Par où commencer ? Avec ce conducteur se précipitant vers un agent de la voirie départementale pour le contraindre à s’arrêter ? Par ces trois automobilistes proférant chacun des menaces de mort, du type « si tu ne bouges pas de là, je t’écrase » et « je vais chercher mon arme et je te fume » ? Ou avec ces invectives et insultes quotidiennes, devenues si banales que les ouvriers portant des gilets jaunes n’y prêtent même plus attention ?
Mais peut-être faudrait-il commencer par l’après-midi du 13 novembre. Près des Ponts-Neufs, à Morieux, la route est bloquée. Une équipe du service départemental réalise des travaux de construction d’un rond-point. La suite est racontée par Alain Émery, technicien de travaux depuis 30 ans : « Je suis venu vérifier que le chantier était fermé pour la nuit. Parce que le lendemain matin, très tôt, on déversait des trottoirs. Sauf que, quand je suis passé, j’ai vu des fous… »

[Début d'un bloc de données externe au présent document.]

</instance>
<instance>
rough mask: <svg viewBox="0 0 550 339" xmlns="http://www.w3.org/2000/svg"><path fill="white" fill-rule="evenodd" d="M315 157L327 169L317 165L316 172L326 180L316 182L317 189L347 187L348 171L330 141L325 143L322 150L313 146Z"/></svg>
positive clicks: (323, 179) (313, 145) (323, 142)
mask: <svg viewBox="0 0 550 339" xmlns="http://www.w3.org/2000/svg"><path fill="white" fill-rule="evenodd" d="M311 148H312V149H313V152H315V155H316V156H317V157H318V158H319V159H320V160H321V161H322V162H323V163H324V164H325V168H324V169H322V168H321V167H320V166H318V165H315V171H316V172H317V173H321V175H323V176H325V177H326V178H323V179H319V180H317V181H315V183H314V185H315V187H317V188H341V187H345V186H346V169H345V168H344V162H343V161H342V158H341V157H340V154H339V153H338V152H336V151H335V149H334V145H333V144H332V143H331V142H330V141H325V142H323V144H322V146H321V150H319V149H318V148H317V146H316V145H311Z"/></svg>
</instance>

“Je ne laisse pas mes gars au milieu de ce désordre”
Face à lui, le responsable du chantier découvre une véritable émeute routière. Exaspérés de ne pouvoir dépasser, les automobilistes ont poussé les imposants balises rouges et blanches qui leur barraient la route jusqu’au milieu de la chaussée. «C’était une partie de bowling. Il y avait des voitures partout, avec des blocs au milieu. Certains roulaient dans la mauvaise direction. » Alain Émery et son équipe tentent alors de rétablir l’ordre… au péril de leur vie. « J’ai finalement appelé mon manager pour lui dire que je ne laissais pas mes gars au milieu de ce désordre. C’était la première fois de ma carrière, mais ça devenait trop dangereux. »
Dix jours plus tard, les travaux touchent à leur fin. Mais pour les responsables routiers présents, le chantier des Ponts-Neufs restera comme une étape supplémentaire franchie en termes de comportement des automobilistes.
« On a peut-être des Gilets jaunes, mais on est parfois en danger de mort »
«Nous avons eu des déboires pendant toutes les phases des travaux», explique Franck Bourdais, le directeur des infrastructures du Conseil départemental. « Durant les deux nuits où nous avons dû fermer, il y a eu des comportements inacceptables. Comme les gens n’étaient pas contents d’être détournés, ils ont enlevé les blocages et sont arrivés sur le chantier”, poursuit le responsable du service, avant de rappeler : “Ils se mettent en danger, mais ils mettent surtout en danger les travailleurs.”
Pourquoi la situation a-t-elle dégénéré à ce point ? Peut-être en raison de la durée du chantier, démarré en janvier dernier, sur un tracé habituellement emprunté par 15 000 véhicules par jour et permettant d’accéder à Pléneuf-Val-André, Erquy et Cap Fréhel.
Mais de manière générale, Franck Bourdais observe « une augmentation des incivilités sur les chantiers. On sent que les gens sont plus agressifs. Ils ne supportent pas le moindre inconfort dans leurs mouvements quotidiens. Même si nous portons des gilets jaunes et sommes visibles, nous sommes parfois en danger de mort sur le bord des routes.»
“Quand ils voient qu’on essaie de les filmer, ça les rend encore plus fous”
Et face à ces comportements, il existe très peu de solutions. « Pour porter plainte, il faut avoir un justificatif et l’identité du conducteur. Or, lorsqu’un automobiliste se précipite sur vous, vous pensez avant tout à votre sécurité, pas à prendre sa plaque d’immatriculation », explique André Coënt, vice-président du Département chargé des infrastructures.
Et pas question d’utiliser une caméra : « Quand ils voient qu’on essaie de les filmer, ça les rend encore plus fous », déplore Alain Émery. Reste l’appel à la police. « Nous le faisons parfois et généralement, ça se calme tout de suite. Mais on ne peut pas le systématiser », conclut Franck Bourdais.